Here is the National Post’s headline this morning: “‘Canada is broken’ says majority of Canadians”. It is the lead story and it goes on to explain that a poll by DART & Maru/Blue (a brand name that sort of just rolls off the tongue) found that 59 per cent of Canadians believe the country is not headed in the right direction. And, 69 per cent believe the country is “broken”.
Another way of describing that poll result could be, “Over two thirds of Canadians have no idea the country has never had it so good”.
Just a few weeks ago, the US News & World report named Canada as the second best country in the world. The annual survey tabulated a variety of factors, including overall quality of life—where Canada was ranked first.
They are not alone. The OECD’s “Better Life Index” also ranks Canada as one of the best countries in the world for well-being.
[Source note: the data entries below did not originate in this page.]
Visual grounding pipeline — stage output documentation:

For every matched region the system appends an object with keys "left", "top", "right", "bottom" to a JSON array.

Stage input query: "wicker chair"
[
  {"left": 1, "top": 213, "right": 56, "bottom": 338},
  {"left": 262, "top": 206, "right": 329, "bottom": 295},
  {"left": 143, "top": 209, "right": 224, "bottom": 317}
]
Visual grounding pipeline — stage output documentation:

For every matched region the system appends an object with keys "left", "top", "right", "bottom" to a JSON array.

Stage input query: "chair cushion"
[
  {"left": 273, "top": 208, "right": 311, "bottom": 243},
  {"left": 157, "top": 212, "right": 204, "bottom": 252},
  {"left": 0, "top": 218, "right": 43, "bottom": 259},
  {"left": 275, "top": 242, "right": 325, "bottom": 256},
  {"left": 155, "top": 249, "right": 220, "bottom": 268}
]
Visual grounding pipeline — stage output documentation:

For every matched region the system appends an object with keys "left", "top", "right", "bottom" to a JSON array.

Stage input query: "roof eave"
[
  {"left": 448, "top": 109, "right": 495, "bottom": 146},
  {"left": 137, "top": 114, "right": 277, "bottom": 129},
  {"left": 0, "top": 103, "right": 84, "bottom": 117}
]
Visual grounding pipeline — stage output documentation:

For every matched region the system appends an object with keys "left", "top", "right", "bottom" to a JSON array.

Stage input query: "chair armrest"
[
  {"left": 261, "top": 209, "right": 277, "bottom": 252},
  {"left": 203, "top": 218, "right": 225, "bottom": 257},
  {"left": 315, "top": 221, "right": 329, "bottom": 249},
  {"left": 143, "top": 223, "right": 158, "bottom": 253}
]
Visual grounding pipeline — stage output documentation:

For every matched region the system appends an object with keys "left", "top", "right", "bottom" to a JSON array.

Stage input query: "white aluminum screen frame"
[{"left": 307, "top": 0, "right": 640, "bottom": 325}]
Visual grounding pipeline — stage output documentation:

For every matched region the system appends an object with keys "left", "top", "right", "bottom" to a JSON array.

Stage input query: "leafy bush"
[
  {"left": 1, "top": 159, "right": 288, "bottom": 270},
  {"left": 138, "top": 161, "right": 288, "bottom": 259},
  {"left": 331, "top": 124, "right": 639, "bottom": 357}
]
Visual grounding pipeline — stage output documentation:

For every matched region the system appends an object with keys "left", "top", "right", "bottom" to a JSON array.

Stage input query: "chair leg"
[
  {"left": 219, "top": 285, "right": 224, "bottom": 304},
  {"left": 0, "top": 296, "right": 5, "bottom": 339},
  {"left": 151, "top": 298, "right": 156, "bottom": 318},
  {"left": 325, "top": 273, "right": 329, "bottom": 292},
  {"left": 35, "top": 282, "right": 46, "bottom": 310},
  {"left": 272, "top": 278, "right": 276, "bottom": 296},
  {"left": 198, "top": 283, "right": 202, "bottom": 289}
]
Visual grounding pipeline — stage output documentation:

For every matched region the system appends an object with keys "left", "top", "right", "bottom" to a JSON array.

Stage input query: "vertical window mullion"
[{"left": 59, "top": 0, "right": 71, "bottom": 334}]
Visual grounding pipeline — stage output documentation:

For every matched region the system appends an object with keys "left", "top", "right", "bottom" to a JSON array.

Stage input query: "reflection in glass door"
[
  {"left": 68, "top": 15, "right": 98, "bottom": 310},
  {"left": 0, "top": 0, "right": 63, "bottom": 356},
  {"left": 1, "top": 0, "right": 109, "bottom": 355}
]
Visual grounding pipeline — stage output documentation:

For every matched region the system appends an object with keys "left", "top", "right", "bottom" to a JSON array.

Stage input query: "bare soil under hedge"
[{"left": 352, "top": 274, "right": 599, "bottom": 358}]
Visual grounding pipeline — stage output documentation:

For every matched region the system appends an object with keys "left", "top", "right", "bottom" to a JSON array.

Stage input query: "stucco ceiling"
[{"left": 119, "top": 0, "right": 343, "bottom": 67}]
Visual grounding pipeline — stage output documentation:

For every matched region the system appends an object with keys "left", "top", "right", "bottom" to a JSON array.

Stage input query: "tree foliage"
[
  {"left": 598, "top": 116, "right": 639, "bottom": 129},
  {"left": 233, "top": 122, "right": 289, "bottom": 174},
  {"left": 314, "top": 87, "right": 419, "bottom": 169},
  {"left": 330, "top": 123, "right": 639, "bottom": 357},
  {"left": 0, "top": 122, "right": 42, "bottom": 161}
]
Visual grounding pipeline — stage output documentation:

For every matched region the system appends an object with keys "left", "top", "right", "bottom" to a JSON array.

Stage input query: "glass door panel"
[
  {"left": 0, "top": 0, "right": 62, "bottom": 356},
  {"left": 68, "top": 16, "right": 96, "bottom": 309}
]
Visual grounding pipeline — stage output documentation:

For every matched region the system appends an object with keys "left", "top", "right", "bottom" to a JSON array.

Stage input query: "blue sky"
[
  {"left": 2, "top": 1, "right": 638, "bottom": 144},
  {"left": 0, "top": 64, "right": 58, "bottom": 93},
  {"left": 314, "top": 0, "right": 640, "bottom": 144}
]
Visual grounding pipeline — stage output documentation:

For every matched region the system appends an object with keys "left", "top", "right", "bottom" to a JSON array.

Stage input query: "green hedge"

Their data finds us doing especially well in terms of life satisfaction, health and economics.
Speaking of jobs, the right wing Heritage Foundation in Washington continually ranks Canada as having one of the most free economies in the world, citing our government integrity, low taxation levels and fiscal health.
Why? Probably because it is so easy to start and run a business in Canada. The World Bank’s annual Doing Business rankings find that our low level of regulations, lack of corruption, and access to finance (among other things), make this country the third best in the world for entrepreneurs who want to launch a new company.
That lack of corruption might have something to do with our stable political environment. How stable? The Economist Intelligence Unit ranks Canada as one of the most democratic countries on earth. They rank us far above the United States and most of Europe.
Press freedom? Reporters Without Borders ranks us among the best. The Canadian Brand? Some indexes rank us as number five in the world. Others say we are number one. Global competitiveness? Doing great. Overall happiness? We are among the top 10 again this year.
“Yeah, but…” I hear you stutter. “Come to Alberta and argue that!” you say. Alberta? The province that continues to enjoy the highest GDP per capita in the country? In a country that enjoys one of the highest GDP per capita rankings in the world?
“Our health care system is broken!” you shout. Sure. Which is why our life expectancy is one of the highest in the world, better than the United States, the United Kingdom, Germany and Ireland.
“But the Liberals are terrible!” You have a point. And, because this is one of the healthiest democracies in the world, soon there will be a free and fair election and you can toss them out so they can be replaced by the Conservatives who will then be terrible in an entirely different way.
“The blockades!” You mean the democratic demonstrations that are being peacefully managed by our professional (and accountable) police forces?
“Our First Nations!” Yes, we need reconciliation, a new social compact with Indigenous Canadians, better infrastructure in the north, and a solution to a dozen other critical shortcomings. And, we as a nation are trying to find those solutions. We get it wrong, we stumble, we often don’t try nearly as hard as we should. But we try. Every government provincially and federally (even the ones you hate) sincerely sees this is a problem and is working peacefully towards a solution. Compare that to any other time in our history, or any other country in the world that faces similar problems.
This country is not broken. It is arguably among the least broken countries in human history. It seems like a paradox, but we continually fail and falter our way to success. We bumble along, doing everything wrong from military procurement to hockey. Our Premiers will not talk to our Prime Ministers, our economies crash and boom. Our politicians are idiots, corrupt and clueless. The media is fake. The French can’t stand the English. We’re racist and sexist. It’s too cold.
And yet—here we are. Doing pretty damn well. Better than well, actually. Incredibly, we’re doing fantastic. And the most incredible thing of all is that most of us have no idea.
So, do this. Get off the internet. Go outside. Take a look around. Talk to your neighbour. Breathe the air. Pause for a moment to actually consider how well we are doing. And then, after you’ve taken a deep breath, appreciate the fact that while we can do so much better, what we already have is pretty damn good. And appreciate it.